Phil Glover

No. 31, 51, 54
- Position: Fullback / Linebacker

Personal information
- Born: December 17, 1975 (age 49) Las Vegas, Nevada, U.S.
- Height: 6 ft 0 in (1.83 m)
- Weight: 265 lb (120 kg)

Career information
- High school: Clark (Las Vegas)
- College: Utah
- NFL draft: 1999: 7th round, 222nd overall pick

Career history
- Tennessee Titans (1999); Scottish Claymores (2000); Indianapolis Colts (2000); Toronto Phantoms (2002); Las Vegas Gladiators (2004); Arizona Rattlers (2004–2005); San Jose SaberCats (2006–2008); Tampa Bay Storm (2008);

Awards and highlights
- ArenaBowl champion (2007);

Career NFL statistics
- Games played: 10
- Stats at Pro Football Reference

Career Arena League statistics
- Carries: 140
- Rushing yards: 327
- Rushing TDs: 34
- Tackles: 92
- Sacks: 15.5
- Stats at ArenaFan.com

= Phil Glover =

American football player (born 1975)

Phil Dwyain Glover (born December 17, 1975) is an American former professional football player who was a linebacker in the National Football League (NFL). He played college football for the Utah Utes and was selected by the Tennessee Titans in the seventh round of the 1999 NFL draft.

==Early life==
Glover attended Clark High School in Las Vegas, Nevada, and was a student and a letterman in football and wrestling. In football, he was a two-time All-Conference selection and a two-time All-State selection, and as a senior, he led his team to a Nevada state title and was named the Nevada Player of the Year. In wrestling, he was a four-year letterman and as a senior, he won a state championship in the 171-pound division.

==College career==
Glover played college football at Washington State University and the University of Utah.

==Professional career==

===National Football League (NFL)===
Glover was selected in the seventh round (222nd overall) of the 1999 NFL draft. He spent 1999 with the Tennessee Titans. He was then allocated to the Scottish Claymores of NFL Europe in 2000 and then spent time with the Indianapolis Colts.

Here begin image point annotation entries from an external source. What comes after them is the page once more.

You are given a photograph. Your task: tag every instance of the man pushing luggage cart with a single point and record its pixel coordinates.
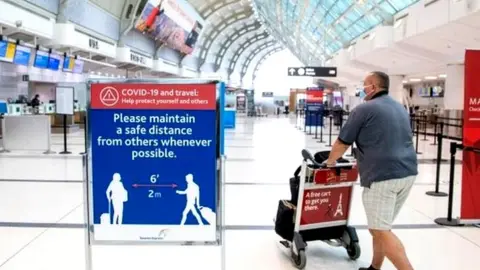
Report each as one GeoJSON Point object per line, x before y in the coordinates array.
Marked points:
{"type": "Point", "coordinates": [322, 210]}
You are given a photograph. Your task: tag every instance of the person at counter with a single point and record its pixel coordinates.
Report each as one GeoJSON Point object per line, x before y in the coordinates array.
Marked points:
{"type": "Point", "coordinates": [35, 101]}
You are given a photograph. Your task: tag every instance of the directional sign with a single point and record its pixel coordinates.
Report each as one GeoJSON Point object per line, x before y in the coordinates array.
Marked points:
{"type": "Point", "coordinates": [312, 71]}
{"type": "Point", "coordinates": [153, 162]}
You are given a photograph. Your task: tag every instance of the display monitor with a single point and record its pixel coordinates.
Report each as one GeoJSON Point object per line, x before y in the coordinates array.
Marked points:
{"type": "Point", "coordinates": [41, 59]}
{"type": "Point", "coordinates": [22, 55]}
{"type": "Point", "coordinates": [68, 64]}
{"type": "Point", "coordinates": [7, 51]}
{"type": "Point", "coordinates": [54, 61]}
{"type": "Point", "coordinates": [437, 91]}
{"type": "Point", "coordinates": [424, 91]}
{"type": "Point", "coordinates": [78, 66]}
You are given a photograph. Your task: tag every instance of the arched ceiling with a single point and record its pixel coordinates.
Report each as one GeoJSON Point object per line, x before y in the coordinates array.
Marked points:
{"type": "Point", "coordinates": [232, 33]}
{"type": "Point", "coordinates": [315, 29]}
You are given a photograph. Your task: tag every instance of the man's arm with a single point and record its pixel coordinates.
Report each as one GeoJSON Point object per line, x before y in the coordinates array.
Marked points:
{"type": "Point", "coordinates": [348, 135]}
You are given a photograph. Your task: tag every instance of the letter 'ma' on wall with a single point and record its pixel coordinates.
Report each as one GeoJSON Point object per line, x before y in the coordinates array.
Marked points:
{"type": "Point", "coordinates": [474, 101]}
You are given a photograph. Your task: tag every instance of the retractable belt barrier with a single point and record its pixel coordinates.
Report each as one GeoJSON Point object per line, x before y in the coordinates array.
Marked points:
{"type": "Point", "coordinates": [449, 220]}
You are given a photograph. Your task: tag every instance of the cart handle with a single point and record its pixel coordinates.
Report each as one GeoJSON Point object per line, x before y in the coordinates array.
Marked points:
{"type": "Point", "coordinates": [307, 156]}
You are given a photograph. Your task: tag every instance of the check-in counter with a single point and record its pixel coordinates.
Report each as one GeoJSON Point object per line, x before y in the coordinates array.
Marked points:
{"type": "Point", "coordinates": [26, 133]}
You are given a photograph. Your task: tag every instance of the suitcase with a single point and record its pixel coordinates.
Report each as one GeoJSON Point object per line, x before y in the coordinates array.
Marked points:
{"type": "Point", "coordinates": [319, 157]}
{"type": "Point", "coordinates": [208, 215]}
{"type": "Point", "coordinates": [284, 222]}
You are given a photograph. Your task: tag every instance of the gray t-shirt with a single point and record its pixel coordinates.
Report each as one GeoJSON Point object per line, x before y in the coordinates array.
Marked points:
{"type": "Point", "coordinates": [382, 133]}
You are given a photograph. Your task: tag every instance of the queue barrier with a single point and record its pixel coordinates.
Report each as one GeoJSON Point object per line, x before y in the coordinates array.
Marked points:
{"type": "Point", "coordinates": [155, 135]}
{"type": "Point", "coordinates": [27, 133]}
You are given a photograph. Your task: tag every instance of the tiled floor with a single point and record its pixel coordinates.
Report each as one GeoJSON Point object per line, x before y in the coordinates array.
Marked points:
{"type": "Point", "coordinates": [42, 212]}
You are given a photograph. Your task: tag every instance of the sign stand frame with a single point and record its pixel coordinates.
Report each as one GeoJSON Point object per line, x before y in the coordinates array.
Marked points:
{"type": "Point", "coordinates": [89, 241]}
{"type": "Point", "coordinates": [65, 118]}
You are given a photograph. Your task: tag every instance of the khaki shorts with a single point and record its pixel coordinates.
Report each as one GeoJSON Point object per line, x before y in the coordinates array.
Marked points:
{"type": "Point", "coordinates": [383, 201]}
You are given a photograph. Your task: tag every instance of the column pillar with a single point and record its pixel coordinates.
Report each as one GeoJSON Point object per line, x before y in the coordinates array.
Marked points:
{"type": "Point", "coordinates": [454, 87]}
{"type": "Point", "coordinates": [396, 89]}
{"type": "Point", "coordinates": [453, 95]}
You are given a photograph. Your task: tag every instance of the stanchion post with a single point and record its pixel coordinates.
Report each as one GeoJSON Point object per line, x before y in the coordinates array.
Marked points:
{"type": "Point", "coordinates": [417, 137]}
{"type": "Point", "coordinates": [84, 134]}
{"type": "Point", "coordinates": [449, 221]}
{"type": "Point", "coordinates": [351, 151]}
{"type": "Point", "coordinates": [321, 130]}
{"type": "Point", "coordinates": [437, 192]}
{"type": "Point", "coordinates": [330, 131]}
{"type": "Point", "coordinates": [425, 124]}
{"type": "Point", "coordinates": [65, 143]}
{"type": "Point", "coordinates": [435, 132]}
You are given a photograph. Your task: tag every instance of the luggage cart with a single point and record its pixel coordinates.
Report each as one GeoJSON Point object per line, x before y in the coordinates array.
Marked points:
{"type": "Point", "coordinates": [323, 209]}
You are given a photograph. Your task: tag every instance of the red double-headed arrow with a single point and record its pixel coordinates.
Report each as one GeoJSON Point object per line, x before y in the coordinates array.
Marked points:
{"type": "Point", "coordinates": [154, 185]}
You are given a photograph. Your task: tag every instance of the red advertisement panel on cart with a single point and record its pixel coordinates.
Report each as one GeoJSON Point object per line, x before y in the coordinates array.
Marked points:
{"type": "Point", "coordinates": [314, 95]}
{"type": "Point", "coordinates": [470, 206]}
{"type": "Point", "coordinates": [323, 205]}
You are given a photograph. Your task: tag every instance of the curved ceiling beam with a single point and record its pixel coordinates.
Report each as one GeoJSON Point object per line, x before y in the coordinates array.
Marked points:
{"type": "Point", "coordinates": [219, 28]}
{"type": "Point", "coordinates": [214, 7]}
{"type": "Point", "coordinates": [247, 44]}
{"type": "Point", "coordinates": [264, 58]}
{"type": "Point", "coordinates": [233, 38]}
{"type": "Point", "coordinates": [254, 53]}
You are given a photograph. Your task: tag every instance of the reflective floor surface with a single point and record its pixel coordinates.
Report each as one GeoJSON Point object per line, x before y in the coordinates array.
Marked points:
{"type": "Point", "coordinates": [41, 213]}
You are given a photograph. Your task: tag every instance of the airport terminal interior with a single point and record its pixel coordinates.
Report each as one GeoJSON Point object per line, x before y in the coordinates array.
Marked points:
{"type": "Point", "coordinates": [202, 184]}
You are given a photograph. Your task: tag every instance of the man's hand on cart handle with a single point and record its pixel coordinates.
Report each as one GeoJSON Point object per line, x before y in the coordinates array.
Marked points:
{"type": "Point", "coordinates": [330, 163]}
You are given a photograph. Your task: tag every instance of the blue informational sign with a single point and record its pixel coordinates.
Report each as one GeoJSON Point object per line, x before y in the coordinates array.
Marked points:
{"type": "Point", "coordinates": [22, 56]}
{"type": "Point", "coordinates": [153, 156]}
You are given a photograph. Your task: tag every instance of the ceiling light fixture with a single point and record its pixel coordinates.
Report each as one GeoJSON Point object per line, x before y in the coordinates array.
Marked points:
{"type": "Point", "coordinates": [398, 23]}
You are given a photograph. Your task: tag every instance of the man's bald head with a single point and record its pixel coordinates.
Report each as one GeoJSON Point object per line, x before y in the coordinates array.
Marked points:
{"type": "Point", "coordinates": [380, 80]}
{"type": "Point", "coordinates": [375, 82]}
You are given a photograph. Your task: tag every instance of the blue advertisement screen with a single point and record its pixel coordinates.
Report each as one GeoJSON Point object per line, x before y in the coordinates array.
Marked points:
{"type": "Point", "coordinates": [54, 62]}
{"type": "Point", "coordinates": [78, 67]}
{"type": "Point", "coordinates": [41, 59]}
{"type": "Point", "coordinates": [7, 51]}
{"type": "Point", "coordinates": [68, 64]}
{"type": "Point", "coordinates": [22, 56]}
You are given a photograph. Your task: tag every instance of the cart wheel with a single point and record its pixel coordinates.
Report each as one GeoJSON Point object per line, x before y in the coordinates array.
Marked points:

===Arena Football League (AFL)===
Glover was out of football in 2001, however he signed with the Toronto Phantoms of the Arena Football League in 2002. He then was out of football again in 2003, and then signed with the Las Vegas Gladiators in 2004. He spent part of the season with Las Vegas, he then spent the rest of the season and the 2005 season with the Arizona Rattlers. He played for the San Jose SaberCats for two and a half seasons from 2006 to midway through 2008 when he was traded to the Tampa Bay Storm.